Bruxelles – La pressione sui paesi dell’euro è fortissima, viene dall’interno (Parigi e Berlino) e dall’esterno (gli Usa, i mercati e le agenzie di rating). Stiamo rischiando “l’esplosione”, come ripete il presidente francese Nicolas Sarkozy. Dal Consiglio europeo di oggi e domani “devono uscire forti decisioni, credibili per i cittadini e per i mercati”, dice evocando il clima da ultima spiaggia il presidente della Commissione Ue Jose Manuel Barroso e un’autorevole fonte diplomatica tedesca che spiega che il suo governo “è più pessimista di quanto lo fosse la scorsa settimana perché ha constatato che un certo numero di partner non ha capito la gravità della situazione”. Fallire nel trovare un accordo per un credibile e forte governance dei bilanci dei paesi dell’euro sarebbe un disastro, i mercati questa volta non lo perdonerebbero. “Da questo vertice vogliamo qualcosa che sia sostanziale abbastanza,veloce abbastanza e efficace abbastanza da far colpo i mercati e coloro che fanno colpo sui mercati”, ha spiegato una qualificata fonte comunitaria, tra i protagonisti del summit.
Mentre la Banca centrale europea e il Fondo salva stati Efsf studiano le loro mosse per dare risposte immediate alle necessità di bilancio degli stati ed alla crisi di liquidità che blocca gli investimenti, i governi da questa sera si chiuderanno al palazzo Justus Lipsius finché, nelle intenzioni, non si troverà l’accordo per le nuove regole invocate da Germania e Francia, per arrivare a “un’architettura istituzionale più integrata ed efficace”. Prima della cena a ventisette, per impostare la discussione, ci sarà un incontro ristretto tra i principali protagonisti: Sarkozy, la cancelliera Angela Merkel, il presidente della Bce Mario Draghi, quelli del Consiglio europeo Herman van Rompuy, della Commissione, José Manuel Barroso, e dell’Eurogruppo Jean-Claude Juncker. Sulle regole di coordinamento e vigilanza rafforzate in linea generale, almeno tra i paesi dell’euro un accordo sembra possibile, in linea di massima si converge sulle necessità. Il problema è lo strumento da utilizzare, e sembra al momento in difficoltà l’ipotesi di una modifica ai Trattati che coinvolga tutti Ventisette. L’ostacolo principale è la Gran Bretagna. “Va bene una modifica dei Trattati – ha affermato ieri il premier David Cameron – ma solo con le nostre richieste”, che non sono state rese ufficialmente note, ma che sembrano difficilmente accettabili per gli altri partner. Una fonte spiega che sembra che tra queste ci sia un “opt out” (la possibilità di non aderire) alla regolazione dei servizi nei mercati finanziari, “che non può essere presa in considerazione”. Quindi si andrebbe al piano B, un accordo tra i diciassette dell’euro e qualche altro paese, un Patto “euro plus”.

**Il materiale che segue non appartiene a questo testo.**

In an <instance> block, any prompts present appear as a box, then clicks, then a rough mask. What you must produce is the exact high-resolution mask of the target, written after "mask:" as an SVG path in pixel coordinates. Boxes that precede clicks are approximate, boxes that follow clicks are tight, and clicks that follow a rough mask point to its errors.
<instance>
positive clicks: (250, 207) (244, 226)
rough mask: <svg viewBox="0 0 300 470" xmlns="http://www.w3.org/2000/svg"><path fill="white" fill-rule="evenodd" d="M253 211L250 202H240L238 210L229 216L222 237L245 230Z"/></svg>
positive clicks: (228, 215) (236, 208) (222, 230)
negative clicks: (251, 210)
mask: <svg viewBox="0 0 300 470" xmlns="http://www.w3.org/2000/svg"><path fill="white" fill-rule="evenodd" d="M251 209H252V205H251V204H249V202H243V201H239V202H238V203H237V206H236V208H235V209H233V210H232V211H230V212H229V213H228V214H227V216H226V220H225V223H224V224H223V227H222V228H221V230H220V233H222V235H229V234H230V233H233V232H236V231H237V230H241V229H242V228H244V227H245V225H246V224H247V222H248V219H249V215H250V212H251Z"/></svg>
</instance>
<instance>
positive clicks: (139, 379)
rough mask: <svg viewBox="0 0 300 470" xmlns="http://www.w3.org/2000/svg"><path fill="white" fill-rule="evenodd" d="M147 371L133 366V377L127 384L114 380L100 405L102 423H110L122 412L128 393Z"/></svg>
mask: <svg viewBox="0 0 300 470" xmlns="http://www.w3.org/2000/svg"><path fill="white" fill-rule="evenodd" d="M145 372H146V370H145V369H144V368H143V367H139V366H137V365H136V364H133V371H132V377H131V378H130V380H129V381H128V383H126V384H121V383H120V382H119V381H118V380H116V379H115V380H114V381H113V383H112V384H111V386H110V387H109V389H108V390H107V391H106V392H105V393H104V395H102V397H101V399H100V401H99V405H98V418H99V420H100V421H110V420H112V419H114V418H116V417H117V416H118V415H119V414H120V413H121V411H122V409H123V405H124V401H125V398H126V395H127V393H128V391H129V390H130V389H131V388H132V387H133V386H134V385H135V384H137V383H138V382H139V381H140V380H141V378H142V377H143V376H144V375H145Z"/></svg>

Ieri Barroso ha sentito al telefono Mario Monti, in preparazione del vertice. A quanto si sa l’Italia ritiene che norme sulla convergenza e sulla disciplina “sono nel nostro interesse”, spiega una fonte a Bruxelles. Difficoltà le abbiamo invece, è noto, sul fronte del rientro dal debito, che rischia di costarci qualcosa come una manovra da 40 miliardi l’anno per vent’anni. Su questo il governo probabilmente lavorerà ad un’intesa politica che permetta un’operazione più sostenibile, puntando sulla sostenibilità del debito garantita da risparmi consistenti e un serio rilancio delle misure per la crescita.
Le richieste di Merkel e Sarkozy sono state ufficializzate ieri con una lettera al presidente del Consiglio Ue Herman van Rompuy. L’obiettivo è ottenere “un accordo pieno e definitivo” entro marzo. La prima regola è il “bilancio in equilibrio”, da prevedere in ogni stato “preferibilmente a livello costituzionale”. Dovrà poi esserci un “impegno” dei Parlamenti “a considerare” le raccomandazioni europee su “politiche economiche e di bilancio”. Berlino e Parigi voglio poi cooperazioni rafforzate su: regolazione finanziaria, mercato del lavoro, armonizzazione delle imposte sulle società, e per “instaurare un’imposta sulle transazioni finanziarie”, nonché per le politiche di crescita e l’utilizzo dei fondi comunitari. Le sanzioni sarebbero semiautomatiche: per sospenderle sarà necessaria una maggioranza qualificata dei governi.